Hay dos versiones de por qué Don Andrés tenía “don”; ambas,
creo, se las oí contar mi tío Paco, que era el erxperto en chafarderías vecinales.
En una primera versión, Don Andrés adquirió el “don” en la
boda del hijo de José Linares (el del motor), que se casó en Sorvilán. Dicen
que allí se presentó como maestro nacional con plaza en propiedad en la escuela
de El Pozuelo. Eso explica que se le añadiera la apostilla de “maestro de Sorvilán”.
La segunda versión
tiene mayor enjundia. De vacaciones en Lanjarón en donde tomaba las aguas
medicinales, Don Andrés trabó amistad con un súbdito de la República Francesa,
el cual presumía de altas cualificaciones académicas. Nuestro amigo no quiso
ser menos y se presentó a sí mismo como
maestro de El Pozuelo. Gabriel Galdeano, su suegro, hombre socarrón donde los
hubiera, remató la faena:
-Y a la vez alcalde
pedáneo de dicho pueblo –dicen que dijo-.
Don Andrés ofreció su
casa al gabacho por si alguna vez pasaba por el pueblo. Durante mucho
tiempo del francés nada se supo, ni siquiera en Lanjarón, donde Andrés seguía
tomando las aguas. Años después, un día de primavera, se paró un coche junto al
bar de Caneco; descendió un individuo con un fuerte acento extranjero:
-Busco a Don Andrés Canillas.
-¿Andréh Canillah…? Poh
Mir’uhté… no me zuena que en ehte pueblo nadie tenga tar nombre. Ahí mah alante
vive Migueh Canilyah pero Andréh…
-Sí, sí. Don Andrés
Canillas, maestro y alcalde del pueblo.
-Fíheze… Ar finah de
la calle viv’er maehtro, que ze yama don Bartazah, y en la otra punta viv’er
arcarde, qu’eh Huan er Merguizo.
-Hombre –dijo otro-, como no zea Andrezico er de Huan Lopeh…
-Llévenme, por favor
–insistió el gabacho.
-Ehtá ahí mihmitico,
tirando pa la caza de Calele, la primera a la derecha.

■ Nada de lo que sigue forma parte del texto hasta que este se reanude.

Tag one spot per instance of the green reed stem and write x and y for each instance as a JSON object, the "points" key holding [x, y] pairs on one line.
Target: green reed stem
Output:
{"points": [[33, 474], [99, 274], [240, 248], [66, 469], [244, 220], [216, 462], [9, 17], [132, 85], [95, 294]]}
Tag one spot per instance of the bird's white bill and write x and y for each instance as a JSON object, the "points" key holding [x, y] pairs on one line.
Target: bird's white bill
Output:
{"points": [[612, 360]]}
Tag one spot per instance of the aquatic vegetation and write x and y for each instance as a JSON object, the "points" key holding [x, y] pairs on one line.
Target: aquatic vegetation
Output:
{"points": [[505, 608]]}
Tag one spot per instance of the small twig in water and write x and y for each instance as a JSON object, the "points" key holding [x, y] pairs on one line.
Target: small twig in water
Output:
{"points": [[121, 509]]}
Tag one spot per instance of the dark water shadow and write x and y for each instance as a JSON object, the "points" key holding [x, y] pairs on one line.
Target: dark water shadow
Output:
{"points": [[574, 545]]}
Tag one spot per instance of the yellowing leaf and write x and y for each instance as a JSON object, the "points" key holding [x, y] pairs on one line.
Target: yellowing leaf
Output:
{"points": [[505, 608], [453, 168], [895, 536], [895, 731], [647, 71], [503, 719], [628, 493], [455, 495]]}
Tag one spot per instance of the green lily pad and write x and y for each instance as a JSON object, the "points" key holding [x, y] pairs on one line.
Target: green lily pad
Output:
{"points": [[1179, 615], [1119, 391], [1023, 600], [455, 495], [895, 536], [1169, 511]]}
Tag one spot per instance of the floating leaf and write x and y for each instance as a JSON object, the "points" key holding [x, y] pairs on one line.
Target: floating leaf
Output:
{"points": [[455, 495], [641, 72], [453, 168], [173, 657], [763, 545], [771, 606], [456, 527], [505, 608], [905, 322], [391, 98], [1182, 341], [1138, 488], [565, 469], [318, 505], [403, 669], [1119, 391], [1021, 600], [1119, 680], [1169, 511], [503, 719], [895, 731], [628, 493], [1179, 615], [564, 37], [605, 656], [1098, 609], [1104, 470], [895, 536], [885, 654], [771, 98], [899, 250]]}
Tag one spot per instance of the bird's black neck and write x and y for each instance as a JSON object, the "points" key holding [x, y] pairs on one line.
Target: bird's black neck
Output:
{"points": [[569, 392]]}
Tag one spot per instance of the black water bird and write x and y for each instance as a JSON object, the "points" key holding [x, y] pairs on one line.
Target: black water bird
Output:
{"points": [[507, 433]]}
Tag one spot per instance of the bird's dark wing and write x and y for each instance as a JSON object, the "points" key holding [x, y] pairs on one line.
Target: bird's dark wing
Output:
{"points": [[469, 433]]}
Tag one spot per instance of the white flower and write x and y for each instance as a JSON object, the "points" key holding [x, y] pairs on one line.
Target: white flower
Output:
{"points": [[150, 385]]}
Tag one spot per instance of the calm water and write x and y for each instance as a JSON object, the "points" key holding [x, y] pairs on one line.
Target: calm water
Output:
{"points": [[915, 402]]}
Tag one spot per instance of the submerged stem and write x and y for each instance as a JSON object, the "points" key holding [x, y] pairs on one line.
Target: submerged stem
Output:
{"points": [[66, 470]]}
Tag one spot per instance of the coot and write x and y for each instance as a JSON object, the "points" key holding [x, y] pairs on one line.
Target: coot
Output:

Tomaron la primera a la derecha. Para entonces, Andresico el
de Juan López aún no había ampliado la casa y una enorme morera crecía en su
puerta. En el tronco de la morera estaba atada la burra y Andrés salía de su
casa con las manos (hasta el codo) más negras que el alma de un condenado por
el verdín de los tomates.
La leyenda acaba aquí. Es de suponer que fueran a tomarse una
cerveza anca Caneco y que Andrés contase a su amigo que en época de vacaciones
se dedicaba a la agricultura que, en el fondo, era su pasatiempo secreto. En todo
caso, Don Andrés conservó el “don” hasta el fin de sus días y, aún hoy, sus
paisanos no le hemos apeado el tratamiento.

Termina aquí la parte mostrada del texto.